Gelsenkirchen. Erschreckend: Wie das Ensemble um Brambach den Kästner-Roman „Der Gang vor die Hunde“ auf Gelsenkirchens Musiktheater-Bühne bringt.
Wenn Christine Sommer am Ende eines großen Schauspielabends im uniformgrauen Trench und mit Hitlerbärtchen „We’ll meet again …“ („Wir sehen uns wieder“) singt, dann läuft es den meisten im Publikum sicherlich eiskalt den Rücken runter. Wie vorausschauend Literatur tatsächlich sein kann, das dokumentiert Erich Kästners Roman „Fabian“ aus dem Jahr 1931. Unter dem ursprünglichen Titel „Der Gang vor die Hunde“ schuf das Ehepaar Martin Brambach und Christine Sommer eine satirisch-rasante, humorvolle und tiefgründige Revue, die das ausverkaufte Kleine Haus im Musiktheater im Revier mit stehenden Ovationen und Jubel feierte.

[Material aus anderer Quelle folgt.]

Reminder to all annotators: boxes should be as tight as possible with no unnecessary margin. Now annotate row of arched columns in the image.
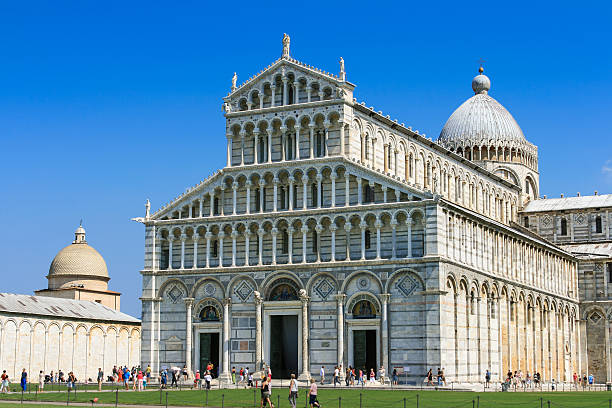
[158,208,427,269]
[445,211,577,296]
[162,165,413,219]
[445,275,581,382]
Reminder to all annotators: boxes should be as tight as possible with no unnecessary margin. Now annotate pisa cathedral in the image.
[138,35,612,383]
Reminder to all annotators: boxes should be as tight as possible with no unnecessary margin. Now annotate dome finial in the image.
[73,222,87,244]
[472,58,491,95]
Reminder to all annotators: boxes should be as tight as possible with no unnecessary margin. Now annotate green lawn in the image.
[0,388,612,408]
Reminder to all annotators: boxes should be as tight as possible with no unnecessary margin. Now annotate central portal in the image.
[353,330,378,376]
[270,315,299,378]
[200,333,219,377]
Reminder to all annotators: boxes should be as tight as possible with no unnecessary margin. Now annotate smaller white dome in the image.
[472,74,491,94]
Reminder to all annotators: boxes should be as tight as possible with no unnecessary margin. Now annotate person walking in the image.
[308,378,321,408]
[0,370,8,394]
[259,375,274,408]
[204,371,212,390]
[98,367,104,391]
[38,370,45,392]
[21,368,28,392]
[289,374,298,408]
[137,370,144,391]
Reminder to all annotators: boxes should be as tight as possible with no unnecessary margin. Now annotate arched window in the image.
[285,134,294,160]
[255,188,261,211]
[257,137,266,163]
[281,229,289,255]
[287,85,295,105]
[595,215,603,234]
[561,218,567,236]
[278,186,287,210]
[352,300,376,319]
[315,130,325,157]
[213,197,219,215]
[199,305,219,322]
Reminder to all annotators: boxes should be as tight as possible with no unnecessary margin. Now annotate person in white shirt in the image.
[289,374,298,408]
[38,371,45,392]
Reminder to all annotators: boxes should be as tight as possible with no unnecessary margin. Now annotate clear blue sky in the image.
[0,1,612,316]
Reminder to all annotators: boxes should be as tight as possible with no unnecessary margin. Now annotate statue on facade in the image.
[283,33,291,58]
[232,72,238,91]
[145,198,151,220]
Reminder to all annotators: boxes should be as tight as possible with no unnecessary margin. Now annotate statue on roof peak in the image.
[283,33,291,58]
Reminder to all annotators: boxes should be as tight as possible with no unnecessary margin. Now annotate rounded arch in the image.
[340,269,385,293]
[192,297,223,322]
[189,276,226,298]
[345,292,381,319]
[385,268,426,296]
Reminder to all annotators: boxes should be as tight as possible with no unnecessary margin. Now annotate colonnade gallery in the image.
[135,36,581,382]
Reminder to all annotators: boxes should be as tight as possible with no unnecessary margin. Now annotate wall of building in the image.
[0,313,140,382]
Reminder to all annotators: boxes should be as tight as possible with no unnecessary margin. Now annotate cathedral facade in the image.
[140,36,586,383]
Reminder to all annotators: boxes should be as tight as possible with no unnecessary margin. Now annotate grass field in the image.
[0,388,612,408]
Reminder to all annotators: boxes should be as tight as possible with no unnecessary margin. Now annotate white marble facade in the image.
[141,36,580,382]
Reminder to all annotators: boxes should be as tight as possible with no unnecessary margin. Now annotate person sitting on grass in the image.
[308,378,321,408]
[259,375,274,408]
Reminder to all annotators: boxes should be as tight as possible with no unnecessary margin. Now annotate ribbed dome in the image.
[438,70,527,149]
[49,226,108,279]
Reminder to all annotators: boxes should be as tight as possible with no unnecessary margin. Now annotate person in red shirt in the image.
[136,371,144,391]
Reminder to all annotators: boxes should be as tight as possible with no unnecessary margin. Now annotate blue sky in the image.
[0,1,612,316]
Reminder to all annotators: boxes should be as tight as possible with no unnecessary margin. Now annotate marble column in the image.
[374,220,382,259]
[259,179,266,213]
[298,289,310,381]
[391,219,397,259]
[270,227,278,265]
[204,231,212,268]
[191,232,200,269]
[329,173,338,207]
[245,180,251,214]
[272,177,278,212]
[329,224,338,262]
[344,222,352,261]
[287,226,293,264]
[181,234,187,269]
[344,173,351,207]
[217,231,225,268]
[317,174,323,208]
[288,176,295,211]
[308,124,315,159]
[168,235,174,269]
[244,230,251,266]
[380,293,391,373]
[302,175,308,210]
[336,294,346,379]
[257,228,265,265]
[183,298,194,378]
[253,291,263,372]
[219,298,232,384]
[232,181,238,215]
[232,230,238,266]
[359,221,368,260]
[338,120,345,156]
[302,225,308,263]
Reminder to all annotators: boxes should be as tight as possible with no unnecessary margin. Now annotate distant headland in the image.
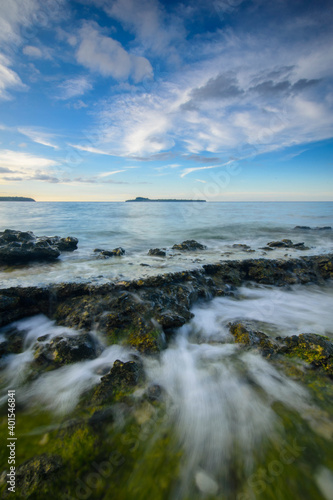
[126,196,206,203]
[0,196,36,202]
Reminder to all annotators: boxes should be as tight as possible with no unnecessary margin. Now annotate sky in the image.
[0,0,333,201]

Der Text von Kästner, dessen Geburtstag sich in diesem Jahr zum 125. Mal jährt, war zu seiner Entstehungszeit so brisant, so mahnend und warnend wie heute. Im Mittelpunkt steht der Moralist Dr. Jakob Fabian, ein braver Werbetexter, der unverhofft in den Strudel des sündigen Berliner Nachtlebens und zwischen die politischen Fronten gerät.
Ensemble inszeniert in Gelsenkirchen den Berliner Großstadttaumel
Die Zuschauer kennen und lieben Martin Brambach, der zusammen mit seiner Frau seit vielen Jahren in Recklinghausen lebt, vor allem als Dresdener Tatort-Kommissar Schnabel. Dass er auch ein hervorragender und überaus präsenter Bühnenschauspieler ist, bewies er an diesem Abend ebenso wie Jürgen Hartmann, der im Fernsehen den Gerichtsmediziner Vogt im Stuttgarter „Tatort“ gibt. Zusammen mit Jubril Sulaimon brachte das Quartett einen ganzen Roman überzeugend auf die Bühne, musikalisch begleitet vom Trio Cathrin Groth (Saxophon), Markus Conrads (Bass) und dem Gelsenkirchener Gitarristen Christian Hammer. Christiane Sommer schlüpfte großartig in unterschiedliche Rollen.
Im raschen Wechsel las Brambach, am Bistro-Tisch sitzend, mal aus dem Kästner-Taschenbuch, fiel zwischendurch aus der Rolle, in dem er den Zuschauern als „Werbetexter“ Whiskey aus Dresden, Mode aus Recklinghausen oder Zigarren aus Berlin anpries, spielte dann wiederum Szenen aus dem Roman. Ob der Song „Die Nacht ist nicht allein zum Schlafen da“ oder „Zwei in einer großen Stadt“, der Soundtrack harmonierte perfekt mit dem inszenierten Berliner Großstadttaumel aus Genusssucht, Dekadenz, Machtstreben, Arbeitslosigkeit und aufkeimendem Nationalsozialismus.

Damals war Kästners Roman über eine politisch instabile, wankende, genusssüchtige Welt, in der die Moral vor die Hunde ging, brandaktuell. Erschreckenderweise ist er es heute wieder. Das dokumentierte dieser brillante Streifzug durch Kästners Text, mit dem das Ensemble derzeit durch ganz Deutschland tourt, mit viel Witz, Humor, Leichtigkeit und großer Klarheit. Am Ende steht die Klage über die Trägheit und Bequemlichkeit eines jeden Einzelnen und die mahnende Drohung: „We’ll meet again“.